As the letter states, promulgating new rules in this manner- without transparency or stakeholder engagement - yields serious implications for banks and the millions of consumers they serve:

The Bureau should carefully consider input from a wide range of stakeholders– even those with whom it may disagree– and propose policy changes based on a comprehensive review of the facts. Policy proclamations based on ideological preferences rather than on data and stakeholder input only create confusion [and erode] confidence in our highly-competitive and well-regulated financial system.”

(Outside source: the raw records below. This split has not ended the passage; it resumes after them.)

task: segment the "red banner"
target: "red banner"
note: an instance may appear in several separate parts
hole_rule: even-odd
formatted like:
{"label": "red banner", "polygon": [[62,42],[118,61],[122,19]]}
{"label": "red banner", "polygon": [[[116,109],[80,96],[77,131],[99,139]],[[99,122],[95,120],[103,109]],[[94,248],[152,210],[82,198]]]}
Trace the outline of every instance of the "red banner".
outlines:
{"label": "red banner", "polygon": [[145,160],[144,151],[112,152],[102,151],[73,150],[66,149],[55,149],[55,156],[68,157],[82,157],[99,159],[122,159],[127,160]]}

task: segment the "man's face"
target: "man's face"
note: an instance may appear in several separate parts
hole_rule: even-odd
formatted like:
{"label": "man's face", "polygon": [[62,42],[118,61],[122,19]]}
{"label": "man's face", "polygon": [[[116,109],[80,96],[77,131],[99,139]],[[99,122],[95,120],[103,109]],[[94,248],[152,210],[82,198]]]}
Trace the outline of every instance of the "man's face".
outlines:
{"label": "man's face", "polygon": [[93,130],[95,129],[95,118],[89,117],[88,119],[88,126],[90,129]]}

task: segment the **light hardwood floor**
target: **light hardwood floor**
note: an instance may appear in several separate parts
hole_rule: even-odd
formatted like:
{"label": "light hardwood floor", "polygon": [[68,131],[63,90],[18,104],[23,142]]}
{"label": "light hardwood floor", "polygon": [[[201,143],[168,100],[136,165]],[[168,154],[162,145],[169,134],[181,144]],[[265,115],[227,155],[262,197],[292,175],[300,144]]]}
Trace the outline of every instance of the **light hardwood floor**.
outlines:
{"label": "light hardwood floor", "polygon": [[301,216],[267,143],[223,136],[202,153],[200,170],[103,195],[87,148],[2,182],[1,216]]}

Recognizing our shared commitment with the Bureau to protect all consumers and promote a fair, transparent, and competitive marketplace, the letter goes on to say:

“It is our hope that in the future, the CFPB will be more open to listening to the industry it directly examines to ensure that an open dialogue, as we have enjoyed in previous administrations, is reestablished.”

What We’re Advocating For

  • Bipartisan CFPB Commission: CBA renewed its call to replace the CFPB’s flawed leadership structure and bring more certainty to the marketplace by passing legislation to create a 5-person, bipartisan commission. 
  • Changes to UDAAP: CBA reiterated its concerns with recent changes the CFPB made to the UDAAP exam manual, forcing CBA and other trades to pursue legal correction. These changes, which extend fair lending laws beyond the bounds carefully set by Congress, provide little to no context into how banks should implement new procedures.
  • Regulation E & P2P Payments Fraud: CBA conveyed the ongoing work from our members to actively address fraudulent transactions while simultaneously warning policymakers of the unintended consequences misguided policy actions could have on the millions of Americans who rely on fast electronic payments to meet their needs.
  • Overdraft Fees: CBA advocated for the CFPB to recognize many of the bank-led innovations unveiled over the past decade which are poised to yield billions in consumer savings. As policymakers consider future action related to overdraft, they must consider all the facts, including the impact further restrictions would have on hardworking Americans who knowingly use the product as a valued emergency safety net.  
  • The CFPB's Fee Inquiries: CBA reiterated that most of the fees Director Chopra has referenced in his ongoing campaign are either outside the CFPB’s authority or legally allowed when properly disclosed to consumers. Additionally, policymakers must recognize that banks already are required to explain any fees associated with a financial product or service to a consumer in a transparent manner.
  • Small Business Data Collection: Although Section 1071 of Dodd-Frank mandates this rule, the complexities of implementation in the market cannot be overstated. To protect small business access to credit and ensure banks can deliver on the promise of Section 1071, a well-balanced final rule must include an implementation timeline of more than 18 months and a carefully tailored set of data points requiring collection.
  • Small-Dollar – An Essential Solution to Emergency Liquidity Deficits: Amidst ongoing economic uncertainty, the need for accessible small-dollar, emergency credit for consumers has never been greater. CBA urged policymakers to consider regulatory reforms that would provide banks with the ability to easily underwrite and deploy short-term loans without misguided restrictions on availability.
  • Level Playing Field: Recognizing the significant growth of nonbank lenders over the last decade, CBA reaffirmed its call for policymakers to apply consumer regulations consistently across the board so Americans using a fintech or non-bank lender are assured the same protections as those using a well-regulated bank.
  • Protecting Consumers’ Data: CBA conveyed the importance of establishing clear liability for all parties in the data access ecosystem and called on the Bureau to require data aggregators and third-party users to be subject to CFPB supervision and examination as part of future 1033 rulemaking steps.